Final answer:
After conducting a risk analysis, it is determined that the construction company should not purchase insurance for the new rubber-tire loader, as the expected cost savings is $934.10 by foregoing the insurance.
Step-by-step explanation:
The question at hand involves a risk analysis about whether a construction company should purchase insurance for a new rubber tire loader. To evaluate the best option and determine projected cost savings, we need to calculate the expected value of each scenario (purchasing or not purchasing insurance) based on the probabilities and costs given.
If the company does not purchase insurance, the expected cost due to accidents can be calculated by multiplying each scenario's cost by its probability:
- 0.88 (probability of no accident) × $0 = $0
- 0.11 (probability of a small accident) × $800 = $88
- 0.01 (probability of a total loss) × $100,000 = $1,000
The total expected cost without insurance is thus $1,088.
If the company purchases insurance for $2,000 annually with a deductible of $1,000, their only expected cost in the case of a small accident is the deductible: (0.11 × $1,000) = $110, plus the insurance premium of $2,000, totaling $2,110.
In the case of a total loss, the insurance covers the loader, so the company pays the insurance premium and deductible: $2,000 + $1,000 = $3,000.
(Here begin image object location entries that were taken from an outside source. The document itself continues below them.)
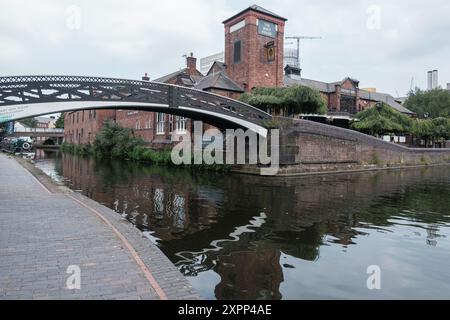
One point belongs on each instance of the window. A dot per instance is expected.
(170, 123)
(160, 123)
(148, 123)
(237, 52)
(181, 124)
Combining the expected costs:
- No accident: $2,000 (insurance premium)
- Small accident: $2,000 (premium) + $110 (deductible) = $2,110
- Total loss: $2,000 (premium) + $1,000 (deductible) = $3,000
The expected cost with insurance is:
- 0.88 × $2,000 = $1,760
- 0.11 × $2,110 = $232.10
- 0.01 × $3,000 = $30
The total expected cost with insurance is $2,022.10. Therefore, the company can save money by not purchasing insurance, and the savings will be the difference between the expected costs with insurance ($2,022.10) and without ($1,088), which equals $934.10.